O art. 640 do Código Civil disciplina que é negada a possibilidade do depositário sem licença expressa do depositante, servir-se da coisa depositada ou dá-la em depósito a outrem, sob pena de responder por perdas e danos.
Por sua vez, o art. 642 do Código Civil refere-se à ausência de responsabilidade do devedor como fiel depositário por caso fortuito, desde que provado. Ou seja, disciplina que se exime o depositário fiel de sua responsabilidade pela guarda e conservação da coisa depositada em caso de comprovada força maior que impeça o cumprimento de seu dever, aplicando-se, portanto, para casos de reparação do dano, o que não se adequa aos presentes autos, onde é pretendida a venda do veículo apreendido para a realização de uma cirurgia.
Portanto, ainda que aplicados em remota analogia os artigos 640 e 642 do Código Civil, manteriam-se hígidos os fundamentos lançados na decisão anterior.
No caso dos autos não se constata ambiguidade, obscuridade, contradição ou omissão no julgamento.
Destarte, conheço os embargos, julgando-os improcedentes.

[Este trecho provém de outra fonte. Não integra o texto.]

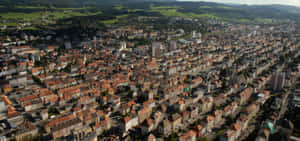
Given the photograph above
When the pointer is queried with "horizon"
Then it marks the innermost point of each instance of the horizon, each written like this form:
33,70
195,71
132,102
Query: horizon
253,2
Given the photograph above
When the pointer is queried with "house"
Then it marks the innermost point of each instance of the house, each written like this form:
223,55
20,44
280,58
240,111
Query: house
165,128
101,126
229,135
188,136
147,126
129,122
144,114
206,104
25,131
244,96
263,134
151,137
218,117
65,128
237,129
209,122
176,120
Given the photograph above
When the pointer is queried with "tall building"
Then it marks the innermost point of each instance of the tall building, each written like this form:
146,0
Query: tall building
157,49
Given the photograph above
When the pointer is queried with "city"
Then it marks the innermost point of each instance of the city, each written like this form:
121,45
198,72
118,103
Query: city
189,79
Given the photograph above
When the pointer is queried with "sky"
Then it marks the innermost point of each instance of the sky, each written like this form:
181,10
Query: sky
252,2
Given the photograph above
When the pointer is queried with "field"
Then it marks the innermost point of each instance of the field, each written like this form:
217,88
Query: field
40,13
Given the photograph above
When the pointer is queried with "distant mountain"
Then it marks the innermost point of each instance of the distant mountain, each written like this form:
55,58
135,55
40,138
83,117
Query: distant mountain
73,2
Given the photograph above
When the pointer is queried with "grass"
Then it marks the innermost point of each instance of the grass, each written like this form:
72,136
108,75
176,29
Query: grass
30,28
14,18
118,7
172,11
113,21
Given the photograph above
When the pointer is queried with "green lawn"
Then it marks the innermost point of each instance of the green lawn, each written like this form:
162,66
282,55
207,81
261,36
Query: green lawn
172,11
113,21
14,18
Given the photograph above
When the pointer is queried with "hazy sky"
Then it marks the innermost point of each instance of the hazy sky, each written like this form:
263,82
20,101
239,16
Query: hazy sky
285,2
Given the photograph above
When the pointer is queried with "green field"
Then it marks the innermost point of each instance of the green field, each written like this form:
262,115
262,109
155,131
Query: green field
53,14
172,11
113,21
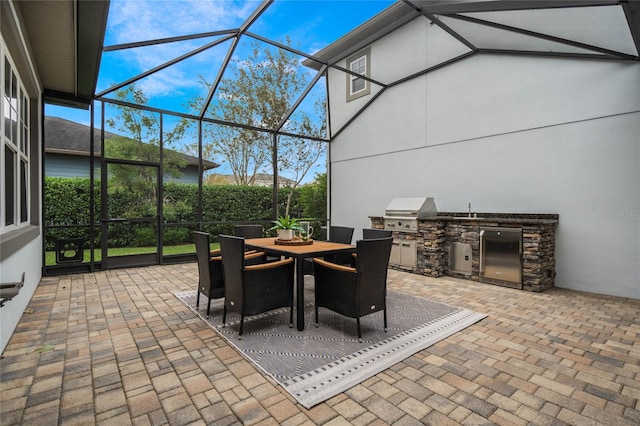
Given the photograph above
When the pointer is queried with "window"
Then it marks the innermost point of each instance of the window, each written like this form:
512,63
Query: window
360,65
14,180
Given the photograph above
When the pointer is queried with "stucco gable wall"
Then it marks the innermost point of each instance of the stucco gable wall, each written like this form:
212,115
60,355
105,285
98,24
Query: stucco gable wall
510,134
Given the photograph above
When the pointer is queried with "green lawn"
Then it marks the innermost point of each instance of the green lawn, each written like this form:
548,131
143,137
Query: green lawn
50,257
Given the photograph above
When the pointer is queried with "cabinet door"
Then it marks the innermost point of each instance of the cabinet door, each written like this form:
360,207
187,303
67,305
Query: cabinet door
395,253
408,254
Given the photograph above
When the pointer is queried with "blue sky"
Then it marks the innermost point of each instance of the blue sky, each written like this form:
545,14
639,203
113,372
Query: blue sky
310,24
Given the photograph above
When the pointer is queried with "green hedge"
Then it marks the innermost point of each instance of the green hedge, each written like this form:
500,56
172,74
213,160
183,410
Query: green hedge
67,203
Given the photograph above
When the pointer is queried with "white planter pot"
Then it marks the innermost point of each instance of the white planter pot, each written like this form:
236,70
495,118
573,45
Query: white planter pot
285,234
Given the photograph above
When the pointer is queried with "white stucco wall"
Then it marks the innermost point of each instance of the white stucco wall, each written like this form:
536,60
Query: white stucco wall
510,134
27,260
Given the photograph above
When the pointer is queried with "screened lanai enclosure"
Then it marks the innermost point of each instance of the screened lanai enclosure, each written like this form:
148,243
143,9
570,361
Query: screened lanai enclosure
229,120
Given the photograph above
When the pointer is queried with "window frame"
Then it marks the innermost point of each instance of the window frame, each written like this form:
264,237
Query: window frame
366,90
15,136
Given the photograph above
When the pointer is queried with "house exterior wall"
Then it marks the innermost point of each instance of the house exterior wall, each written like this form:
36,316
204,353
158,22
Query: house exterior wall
21,249
69,166
507,134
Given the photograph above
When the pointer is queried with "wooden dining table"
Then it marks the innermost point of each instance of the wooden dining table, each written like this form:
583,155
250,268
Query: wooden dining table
299,253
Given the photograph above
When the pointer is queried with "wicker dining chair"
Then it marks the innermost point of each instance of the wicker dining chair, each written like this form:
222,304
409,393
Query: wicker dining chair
210,274
355,292
254,289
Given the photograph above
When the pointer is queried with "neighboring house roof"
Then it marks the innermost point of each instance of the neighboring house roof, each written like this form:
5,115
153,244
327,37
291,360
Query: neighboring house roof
483,13
68,137
66,38
262,179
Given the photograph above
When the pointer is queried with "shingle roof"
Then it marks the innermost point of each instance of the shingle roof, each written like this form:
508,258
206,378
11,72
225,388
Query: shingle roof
68,137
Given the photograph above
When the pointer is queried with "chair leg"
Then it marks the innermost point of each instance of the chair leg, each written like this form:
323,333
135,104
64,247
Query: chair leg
224,315
291,315
241,326
384,312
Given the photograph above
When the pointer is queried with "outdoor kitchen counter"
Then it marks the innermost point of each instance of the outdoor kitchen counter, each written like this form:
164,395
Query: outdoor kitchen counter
435,237
492,218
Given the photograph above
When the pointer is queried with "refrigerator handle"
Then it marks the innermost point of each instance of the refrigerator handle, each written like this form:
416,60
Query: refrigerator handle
481,256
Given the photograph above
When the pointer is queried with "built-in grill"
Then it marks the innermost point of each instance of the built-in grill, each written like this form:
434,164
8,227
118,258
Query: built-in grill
402,214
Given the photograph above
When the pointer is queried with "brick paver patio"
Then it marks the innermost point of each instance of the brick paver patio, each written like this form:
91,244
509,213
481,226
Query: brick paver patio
117,347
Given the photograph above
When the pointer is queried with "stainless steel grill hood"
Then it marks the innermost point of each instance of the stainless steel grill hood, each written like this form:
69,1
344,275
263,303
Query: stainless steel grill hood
411,208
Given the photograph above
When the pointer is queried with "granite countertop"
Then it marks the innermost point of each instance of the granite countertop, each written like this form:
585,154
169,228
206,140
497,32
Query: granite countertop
494,218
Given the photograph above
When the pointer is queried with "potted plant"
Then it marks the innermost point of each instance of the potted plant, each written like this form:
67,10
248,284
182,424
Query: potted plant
285,225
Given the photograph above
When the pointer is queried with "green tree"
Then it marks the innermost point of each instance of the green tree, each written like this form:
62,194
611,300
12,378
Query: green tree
141,141
259,91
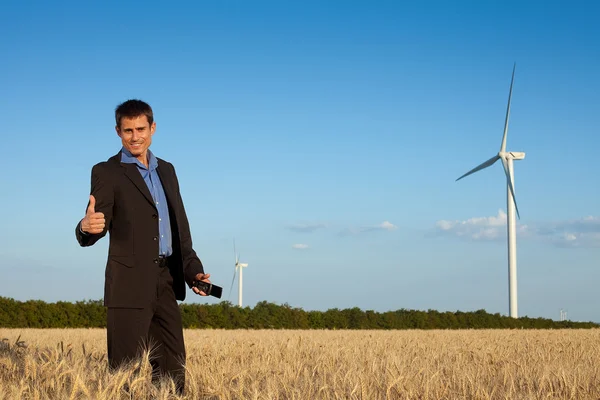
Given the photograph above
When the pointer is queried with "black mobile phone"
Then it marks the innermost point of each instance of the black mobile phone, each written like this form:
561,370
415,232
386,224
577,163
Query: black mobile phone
209,288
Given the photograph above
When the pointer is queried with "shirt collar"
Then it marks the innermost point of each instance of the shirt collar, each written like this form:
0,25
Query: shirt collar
128,158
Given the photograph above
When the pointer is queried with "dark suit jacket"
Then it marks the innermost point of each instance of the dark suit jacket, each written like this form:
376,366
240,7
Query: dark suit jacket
132,221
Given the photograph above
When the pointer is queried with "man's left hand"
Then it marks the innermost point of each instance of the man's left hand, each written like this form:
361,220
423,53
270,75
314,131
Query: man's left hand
203,278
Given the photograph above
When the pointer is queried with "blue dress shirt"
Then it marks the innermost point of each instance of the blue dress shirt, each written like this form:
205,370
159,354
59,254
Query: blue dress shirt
158,195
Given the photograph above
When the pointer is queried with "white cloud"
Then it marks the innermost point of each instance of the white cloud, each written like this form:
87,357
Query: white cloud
582,232
307,227
387,225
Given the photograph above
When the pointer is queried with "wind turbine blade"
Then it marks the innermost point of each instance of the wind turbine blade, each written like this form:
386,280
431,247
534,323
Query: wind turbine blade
510,185
233,280
481,166
503,145
234,253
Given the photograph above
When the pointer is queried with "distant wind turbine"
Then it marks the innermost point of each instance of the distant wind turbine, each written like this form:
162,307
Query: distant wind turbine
511,204
238,265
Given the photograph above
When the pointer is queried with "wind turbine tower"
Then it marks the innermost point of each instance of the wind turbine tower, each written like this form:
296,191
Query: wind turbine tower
238,266
507,158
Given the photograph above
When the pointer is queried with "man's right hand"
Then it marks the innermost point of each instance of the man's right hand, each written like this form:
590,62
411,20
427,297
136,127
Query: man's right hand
93,222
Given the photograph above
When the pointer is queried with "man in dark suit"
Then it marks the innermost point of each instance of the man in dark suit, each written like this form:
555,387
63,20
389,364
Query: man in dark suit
136,198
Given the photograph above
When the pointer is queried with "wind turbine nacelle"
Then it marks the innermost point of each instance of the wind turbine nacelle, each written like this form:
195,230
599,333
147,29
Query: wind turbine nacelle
516,155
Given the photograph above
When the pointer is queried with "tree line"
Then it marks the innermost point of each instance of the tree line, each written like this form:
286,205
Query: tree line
265,315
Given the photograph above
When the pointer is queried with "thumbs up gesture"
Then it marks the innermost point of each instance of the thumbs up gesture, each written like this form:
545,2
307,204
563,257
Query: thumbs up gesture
93,222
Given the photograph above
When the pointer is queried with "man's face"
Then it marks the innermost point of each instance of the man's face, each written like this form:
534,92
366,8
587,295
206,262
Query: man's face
136,135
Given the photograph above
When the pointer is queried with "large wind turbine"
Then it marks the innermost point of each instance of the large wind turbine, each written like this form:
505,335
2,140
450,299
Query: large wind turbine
238,265
511,204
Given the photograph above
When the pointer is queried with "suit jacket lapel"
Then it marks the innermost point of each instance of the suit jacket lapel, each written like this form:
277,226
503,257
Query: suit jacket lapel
134,175
166,181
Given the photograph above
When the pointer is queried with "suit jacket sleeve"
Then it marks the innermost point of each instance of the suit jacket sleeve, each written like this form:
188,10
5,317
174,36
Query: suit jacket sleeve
102,190
191,263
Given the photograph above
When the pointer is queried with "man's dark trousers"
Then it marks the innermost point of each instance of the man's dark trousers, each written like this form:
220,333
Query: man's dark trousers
130,331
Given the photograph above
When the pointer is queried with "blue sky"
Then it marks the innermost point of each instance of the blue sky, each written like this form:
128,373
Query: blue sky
325,137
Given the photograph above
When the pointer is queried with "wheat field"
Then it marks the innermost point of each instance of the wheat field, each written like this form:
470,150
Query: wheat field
275,364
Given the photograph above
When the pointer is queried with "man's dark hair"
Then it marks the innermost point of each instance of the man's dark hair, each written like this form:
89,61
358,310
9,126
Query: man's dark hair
132,109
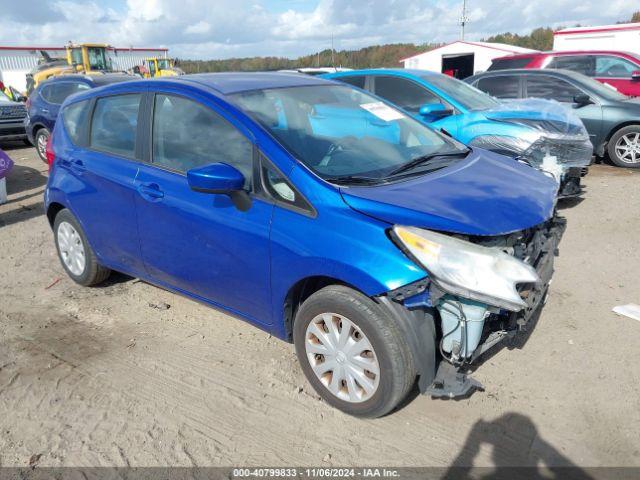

Não há razões jurídicas plausíveis o suficiente para alterar o que foi decidido pelo Togado de origem.
A denúncia ofertada em desfavor do recorrente dá conta da justa causa que pesa em seu desfavor, baseada nos fortes indicativos de que boa parte, se não toda, a sua fonte de renda provinha, em tese, da infração penal prevista no art. 273, § 2º-B, do Código Penal.
Eis o teor da imputação:
1º FATO:
No dia 21 de setembro de 2018, por volta das 15 horas, policiais militares foram acionados para atender uma ocorrência de ameaça, no apartamento 1101, situado na rua 902, nº 385, Centro, nesta cidade, pertencente a Flávia Dufloth Chiaradia (fls. 04/07). Lá chegando, os agentes públicos adentraram no referido imóvel, que estava com a porta aberta, momento em foram cientificados de que Emmanuel, ex-namorado de Flávia, havia ameaçado um masculino identificado como Marcelo, que estava no local. Nesta ocasião, os policiais militares avistaram no interior do apartamento alguns anabolizantes e 02 (duas) porções de cocaína, pesando 1,5 g (uma grama e cinco decigramas). Questionada, Flávia afirmou que os materiais pertenciam ao denunciado, o qual, inclusive, possuía outros entorpecentes e anabolizantes em sua própria residência.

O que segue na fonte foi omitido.